The Truckee Meadows Water Authority is putting up $75,000 from its Truckee River Fund, while the Reno-Sparks Convention & Visitors Authority is chipping in $10,000. Reno city officials will put in $15,000 worth of staff time.
The event draws up to 1,000 horses and cattle. When the rodeo's in town, water treatment officials say there's a sudden spike of pollutants believed to be associated with animal waste.
"You don't want to see that in the river," said Ron Penrose of the Truckee Meadows Water Authority. "You really don't want to see that real bad stuff going into the storm drain that winds up in the river eventually."
Rodeo operators say cleanup of animal waste and other debris is a top priority, and loads of manure and straw are removed daily. But there's really no way to capture it all, and some inevitably reaches the river.
"At the rodeo, you've got an intense concentration of livestock fecal matter," Penrose said. "They do have some control measures, but they're probably not sufficient."

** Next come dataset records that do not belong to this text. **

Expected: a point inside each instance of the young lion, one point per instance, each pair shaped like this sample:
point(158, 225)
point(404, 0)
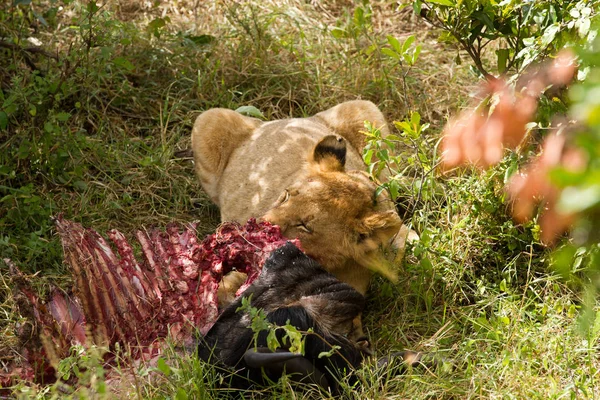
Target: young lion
point(305, 175)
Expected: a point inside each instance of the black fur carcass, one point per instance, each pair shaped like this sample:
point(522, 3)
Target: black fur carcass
point(292, 287)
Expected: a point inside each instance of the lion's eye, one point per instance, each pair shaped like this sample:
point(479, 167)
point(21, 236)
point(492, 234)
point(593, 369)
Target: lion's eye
point(285, 196)
point(302, 226)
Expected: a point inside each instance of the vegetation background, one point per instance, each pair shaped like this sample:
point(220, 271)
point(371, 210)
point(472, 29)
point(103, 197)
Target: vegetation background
point(97, 101)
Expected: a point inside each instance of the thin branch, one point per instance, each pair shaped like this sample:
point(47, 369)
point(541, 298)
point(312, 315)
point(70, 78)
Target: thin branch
point(31, 50)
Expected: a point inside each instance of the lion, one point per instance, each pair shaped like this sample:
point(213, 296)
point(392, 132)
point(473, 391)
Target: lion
point(305, 175)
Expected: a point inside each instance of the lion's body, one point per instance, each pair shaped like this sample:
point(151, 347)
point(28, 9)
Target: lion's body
point(304, 174)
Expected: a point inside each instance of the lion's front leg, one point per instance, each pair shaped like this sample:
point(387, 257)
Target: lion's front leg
point(215, 135)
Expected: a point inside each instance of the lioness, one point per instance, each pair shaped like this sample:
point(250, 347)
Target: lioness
point(305, 175)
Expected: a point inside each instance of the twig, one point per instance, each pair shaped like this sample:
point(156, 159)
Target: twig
point(32, 49)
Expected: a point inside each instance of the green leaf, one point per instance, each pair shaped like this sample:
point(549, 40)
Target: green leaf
point(550, 34)
point(390, 53)
point(394, 43)
point(272, 342)
point(446, 3)
point(409, 40)
point(163, 366)
point(250, 111)
point(416, 54)
point(3, 120)
point(577, 199)
point(124, 63)
point(338, 33)
point(181, 394)
point(329, 353)
point(502, 59)
point(62, 116)
point(367, 156)
point(81, 186)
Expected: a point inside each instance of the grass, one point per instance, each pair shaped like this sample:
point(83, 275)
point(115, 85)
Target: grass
point(96, 133)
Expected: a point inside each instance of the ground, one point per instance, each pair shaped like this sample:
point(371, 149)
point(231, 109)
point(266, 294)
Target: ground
point(97, 128)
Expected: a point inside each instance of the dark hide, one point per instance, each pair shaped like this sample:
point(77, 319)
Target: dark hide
point(292, 287)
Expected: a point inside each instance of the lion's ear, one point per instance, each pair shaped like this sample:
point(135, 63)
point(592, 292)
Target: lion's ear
point(376, 230)
point(381, 226)
point(330, 154)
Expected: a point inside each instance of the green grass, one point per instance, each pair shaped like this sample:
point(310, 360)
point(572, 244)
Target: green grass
point(95, 135)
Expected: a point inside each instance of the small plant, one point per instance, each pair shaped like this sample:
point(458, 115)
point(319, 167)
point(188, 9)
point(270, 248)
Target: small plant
point(289, 335)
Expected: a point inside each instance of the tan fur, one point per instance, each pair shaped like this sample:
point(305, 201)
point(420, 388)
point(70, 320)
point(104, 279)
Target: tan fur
point(272, 170)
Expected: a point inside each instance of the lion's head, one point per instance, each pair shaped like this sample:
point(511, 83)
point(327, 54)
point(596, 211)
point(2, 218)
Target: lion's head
point(335, 213)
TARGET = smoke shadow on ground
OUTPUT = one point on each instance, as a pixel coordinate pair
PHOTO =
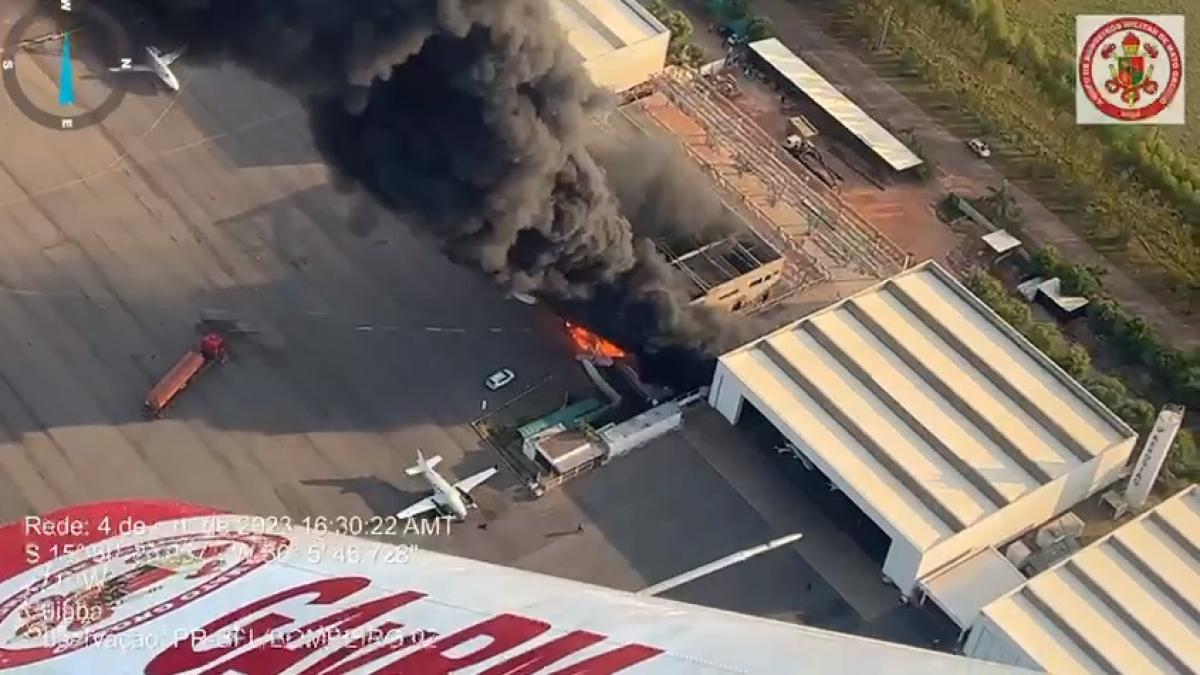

Water authority officials find high levels of organic carbon and coliform in the river near the Glendale water treatment plant during and immediately after the rodeo.
During last summer's rodeo, experts from the city of Reno were able to connect rodeo livestock to pollutants in the river, said Penrose and Terri Svetich, Reno's acting engineering manager.
Officials plan to build an on-site drainage treatment system that will direct the worst of the pollution into the sewer system, "where it belongs," Penrose said. It will then flow to the Truckee Meadows wastewater plant in Sparks for treatment.
The system also would help clean other storm water runoff, allowing sediments to settle and stay out of the river.
It's the best way to deal with waste from the rodeo's horses and cattle, Svetich said.
"I'm not going to put diapers on all of them," she said.